La Russie possède d'importantes réserves de terres rares, mais avec une production de moins de 3 000 tonnes, elle joue un rôle secondaire dans ce secteur au niveau mondial. Dès l'été 2020, des plans ont été publiés pour faire du pays le deuxième producteur après la Chine qui, avec 240 000 tonnes, reste solidement installée à la première place. Moscou avait l'intention d'investir $1,5 milliard dans l'industrie des terres rares, Reuters rapporté à l'époque. Toutefois, le développement du gisement clé, Tomtor, dans l'est du pays, semble être au point mort, selon l'Agence européenne pour l'environnement. Agence de presse russe Interfax.

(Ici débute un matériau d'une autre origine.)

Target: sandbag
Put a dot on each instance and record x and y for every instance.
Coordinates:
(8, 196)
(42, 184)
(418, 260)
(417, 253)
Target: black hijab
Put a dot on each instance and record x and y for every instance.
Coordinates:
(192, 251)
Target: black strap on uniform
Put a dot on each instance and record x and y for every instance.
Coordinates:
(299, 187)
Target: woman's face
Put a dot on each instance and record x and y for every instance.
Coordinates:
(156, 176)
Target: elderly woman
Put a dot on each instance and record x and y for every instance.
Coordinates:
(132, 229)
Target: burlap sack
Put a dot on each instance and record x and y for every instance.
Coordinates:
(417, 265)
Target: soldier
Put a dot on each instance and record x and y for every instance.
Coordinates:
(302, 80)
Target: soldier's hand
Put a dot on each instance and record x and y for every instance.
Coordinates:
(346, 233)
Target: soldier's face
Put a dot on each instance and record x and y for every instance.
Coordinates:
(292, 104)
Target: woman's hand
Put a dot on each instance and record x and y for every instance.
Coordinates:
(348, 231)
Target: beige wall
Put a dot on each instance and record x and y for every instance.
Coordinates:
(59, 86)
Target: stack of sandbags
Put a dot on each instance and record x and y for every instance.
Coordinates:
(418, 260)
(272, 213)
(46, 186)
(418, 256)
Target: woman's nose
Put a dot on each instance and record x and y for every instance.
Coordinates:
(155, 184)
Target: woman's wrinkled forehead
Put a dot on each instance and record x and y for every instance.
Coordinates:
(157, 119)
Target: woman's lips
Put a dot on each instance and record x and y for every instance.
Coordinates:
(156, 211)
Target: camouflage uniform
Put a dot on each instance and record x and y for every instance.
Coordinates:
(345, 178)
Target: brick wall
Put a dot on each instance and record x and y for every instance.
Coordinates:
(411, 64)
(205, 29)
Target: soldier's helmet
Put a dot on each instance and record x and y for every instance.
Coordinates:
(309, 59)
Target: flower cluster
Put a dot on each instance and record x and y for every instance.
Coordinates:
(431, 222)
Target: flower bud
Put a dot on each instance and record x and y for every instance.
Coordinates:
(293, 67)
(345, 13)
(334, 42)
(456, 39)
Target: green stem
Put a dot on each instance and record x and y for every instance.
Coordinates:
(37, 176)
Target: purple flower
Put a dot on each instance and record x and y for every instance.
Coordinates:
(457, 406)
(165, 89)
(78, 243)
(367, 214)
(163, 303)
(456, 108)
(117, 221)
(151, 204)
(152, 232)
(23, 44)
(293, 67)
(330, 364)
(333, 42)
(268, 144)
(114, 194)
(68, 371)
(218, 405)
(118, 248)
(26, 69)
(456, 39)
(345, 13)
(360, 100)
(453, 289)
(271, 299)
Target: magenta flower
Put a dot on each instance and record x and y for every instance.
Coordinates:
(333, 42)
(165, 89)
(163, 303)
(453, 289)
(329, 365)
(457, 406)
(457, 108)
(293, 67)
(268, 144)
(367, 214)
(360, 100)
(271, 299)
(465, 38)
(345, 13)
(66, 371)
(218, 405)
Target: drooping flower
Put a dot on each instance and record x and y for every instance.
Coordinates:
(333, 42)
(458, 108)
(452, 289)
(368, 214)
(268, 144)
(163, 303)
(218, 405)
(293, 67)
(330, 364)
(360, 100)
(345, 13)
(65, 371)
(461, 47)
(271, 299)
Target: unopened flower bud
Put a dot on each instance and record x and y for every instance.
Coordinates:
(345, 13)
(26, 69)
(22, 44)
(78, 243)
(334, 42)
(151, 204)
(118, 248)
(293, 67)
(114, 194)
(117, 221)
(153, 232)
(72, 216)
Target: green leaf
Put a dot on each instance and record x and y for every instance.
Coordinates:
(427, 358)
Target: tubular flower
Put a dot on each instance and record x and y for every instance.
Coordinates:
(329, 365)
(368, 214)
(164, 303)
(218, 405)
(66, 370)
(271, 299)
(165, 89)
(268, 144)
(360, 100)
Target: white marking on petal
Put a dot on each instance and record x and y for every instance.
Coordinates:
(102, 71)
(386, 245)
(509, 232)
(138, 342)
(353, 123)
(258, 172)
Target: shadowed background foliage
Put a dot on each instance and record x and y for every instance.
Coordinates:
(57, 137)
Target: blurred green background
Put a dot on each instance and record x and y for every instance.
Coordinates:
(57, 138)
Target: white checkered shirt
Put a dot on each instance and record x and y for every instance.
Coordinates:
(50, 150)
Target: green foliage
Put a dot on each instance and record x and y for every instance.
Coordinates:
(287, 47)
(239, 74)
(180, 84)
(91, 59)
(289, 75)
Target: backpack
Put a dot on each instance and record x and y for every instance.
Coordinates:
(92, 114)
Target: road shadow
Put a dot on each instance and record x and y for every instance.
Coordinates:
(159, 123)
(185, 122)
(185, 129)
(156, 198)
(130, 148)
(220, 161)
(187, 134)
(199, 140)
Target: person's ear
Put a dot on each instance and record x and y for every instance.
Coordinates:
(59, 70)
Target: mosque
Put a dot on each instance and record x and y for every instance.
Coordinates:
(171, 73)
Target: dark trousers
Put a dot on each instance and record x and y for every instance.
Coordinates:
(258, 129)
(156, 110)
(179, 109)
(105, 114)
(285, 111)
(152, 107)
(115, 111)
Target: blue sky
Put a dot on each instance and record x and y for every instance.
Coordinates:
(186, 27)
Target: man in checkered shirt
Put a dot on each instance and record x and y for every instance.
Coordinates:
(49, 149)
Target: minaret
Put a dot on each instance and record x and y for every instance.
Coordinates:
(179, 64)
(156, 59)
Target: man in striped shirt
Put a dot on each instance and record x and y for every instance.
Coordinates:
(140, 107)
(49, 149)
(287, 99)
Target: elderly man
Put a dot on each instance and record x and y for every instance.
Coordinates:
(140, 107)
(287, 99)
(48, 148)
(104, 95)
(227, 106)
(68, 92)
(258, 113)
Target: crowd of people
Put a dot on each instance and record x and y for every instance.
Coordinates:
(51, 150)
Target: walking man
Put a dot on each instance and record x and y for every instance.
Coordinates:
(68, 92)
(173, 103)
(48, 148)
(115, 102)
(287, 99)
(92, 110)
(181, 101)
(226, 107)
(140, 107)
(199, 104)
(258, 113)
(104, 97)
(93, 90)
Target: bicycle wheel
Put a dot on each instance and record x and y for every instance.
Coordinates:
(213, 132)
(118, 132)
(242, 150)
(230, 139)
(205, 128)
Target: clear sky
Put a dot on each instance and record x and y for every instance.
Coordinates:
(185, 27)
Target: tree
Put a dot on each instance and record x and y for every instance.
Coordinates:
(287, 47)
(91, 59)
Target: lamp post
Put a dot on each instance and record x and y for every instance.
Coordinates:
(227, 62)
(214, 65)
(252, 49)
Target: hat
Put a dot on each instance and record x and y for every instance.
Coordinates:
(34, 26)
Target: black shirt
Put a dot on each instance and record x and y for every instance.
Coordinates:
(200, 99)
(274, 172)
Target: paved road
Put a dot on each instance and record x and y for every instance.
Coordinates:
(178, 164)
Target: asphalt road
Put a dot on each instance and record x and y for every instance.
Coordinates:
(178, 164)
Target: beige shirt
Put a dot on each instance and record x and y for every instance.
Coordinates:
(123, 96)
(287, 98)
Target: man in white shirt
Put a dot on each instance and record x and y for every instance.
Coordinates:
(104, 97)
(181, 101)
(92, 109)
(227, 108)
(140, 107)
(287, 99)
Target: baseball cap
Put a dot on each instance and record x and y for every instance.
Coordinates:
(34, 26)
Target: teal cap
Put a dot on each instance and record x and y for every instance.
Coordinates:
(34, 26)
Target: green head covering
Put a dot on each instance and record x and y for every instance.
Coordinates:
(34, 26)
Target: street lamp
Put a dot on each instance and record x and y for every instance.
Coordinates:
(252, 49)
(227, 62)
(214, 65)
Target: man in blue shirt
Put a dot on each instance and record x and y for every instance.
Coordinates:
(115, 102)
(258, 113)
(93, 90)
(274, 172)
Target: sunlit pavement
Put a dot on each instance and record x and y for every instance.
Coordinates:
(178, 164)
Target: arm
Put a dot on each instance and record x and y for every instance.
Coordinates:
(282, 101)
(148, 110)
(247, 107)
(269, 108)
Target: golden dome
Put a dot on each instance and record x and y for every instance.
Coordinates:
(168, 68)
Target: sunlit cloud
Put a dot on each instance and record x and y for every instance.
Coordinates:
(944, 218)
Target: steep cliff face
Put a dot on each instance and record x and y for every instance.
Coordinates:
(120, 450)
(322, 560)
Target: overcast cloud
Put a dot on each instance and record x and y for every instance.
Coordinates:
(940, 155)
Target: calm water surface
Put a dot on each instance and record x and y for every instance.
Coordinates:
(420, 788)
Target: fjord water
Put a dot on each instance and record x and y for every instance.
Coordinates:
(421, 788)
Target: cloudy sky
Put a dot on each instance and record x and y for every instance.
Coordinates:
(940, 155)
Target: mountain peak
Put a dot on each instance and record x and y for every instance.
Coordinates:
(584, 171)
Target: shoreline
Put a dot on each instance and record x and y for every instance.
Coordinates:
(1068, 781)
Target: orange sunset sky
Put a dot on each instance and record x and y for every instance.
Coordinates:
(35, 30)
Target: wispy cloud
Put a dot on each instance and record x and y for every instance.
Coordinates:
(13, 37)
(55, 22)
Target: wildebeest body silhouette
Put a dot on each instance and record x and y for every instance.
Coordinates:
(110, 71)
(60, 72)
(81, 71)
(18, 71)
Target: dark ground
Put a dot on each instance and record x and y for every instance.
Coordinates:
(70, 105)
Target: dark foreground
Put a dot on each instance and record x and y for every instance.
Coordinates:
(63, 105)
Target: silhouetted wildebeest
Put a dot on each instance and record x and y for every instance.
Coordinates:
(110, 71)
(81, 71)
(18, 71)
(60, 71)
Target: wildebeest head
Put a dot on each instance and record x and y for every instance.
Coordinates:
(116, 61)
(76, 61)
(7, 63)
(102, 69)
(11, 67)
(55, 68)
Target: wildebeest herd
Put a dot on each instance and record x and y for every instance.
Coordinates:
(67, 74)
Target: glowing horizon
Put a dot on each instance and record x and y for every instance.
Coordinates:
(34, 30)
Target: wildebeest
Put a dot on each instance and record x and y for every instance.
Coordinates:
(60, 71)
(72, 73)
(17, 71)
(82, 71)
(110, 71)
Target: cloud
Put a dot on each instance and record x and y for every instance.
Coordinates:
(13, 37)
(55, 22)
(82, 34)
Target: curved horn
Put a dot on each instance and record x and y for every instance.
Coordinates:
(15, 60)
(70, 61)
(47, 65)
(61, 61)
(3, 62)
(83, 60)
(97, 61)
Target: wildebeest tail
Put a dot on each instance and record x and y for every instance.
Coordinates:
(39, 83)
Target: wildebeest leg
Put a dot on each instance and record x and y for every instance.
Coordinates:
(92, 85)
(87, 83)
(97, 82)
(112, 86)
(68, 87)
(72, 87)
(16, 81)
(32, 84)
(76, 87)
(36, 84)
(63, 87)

Le président Vladimir Poutine a déclaré que les entreprises qui ont acquis le gisement n'investissent pas. Pourtant, l'État a besoin de cette ressource stratégique, comme l'a indiqué Interfax. Soit des investissements seront réalisés, soit les propriétaires devront coopérer avec d'autres entreprises pour faire progresser Tomtor, qui contient également d'importantes réserves de niobium, un élément d'alliage pour l'acier. En novembre, le Journal russe Kommersant a rapporté que le gisement pourrait être placé sous l'administration de la société holding d'État Rosneftegaz. Tomtor est situé dans la République de Sakha, également connue sous le nom de Yakoutie, qui est riche en ressources naturelles, des diamants au pétrole, en passant par l'or et l'étain.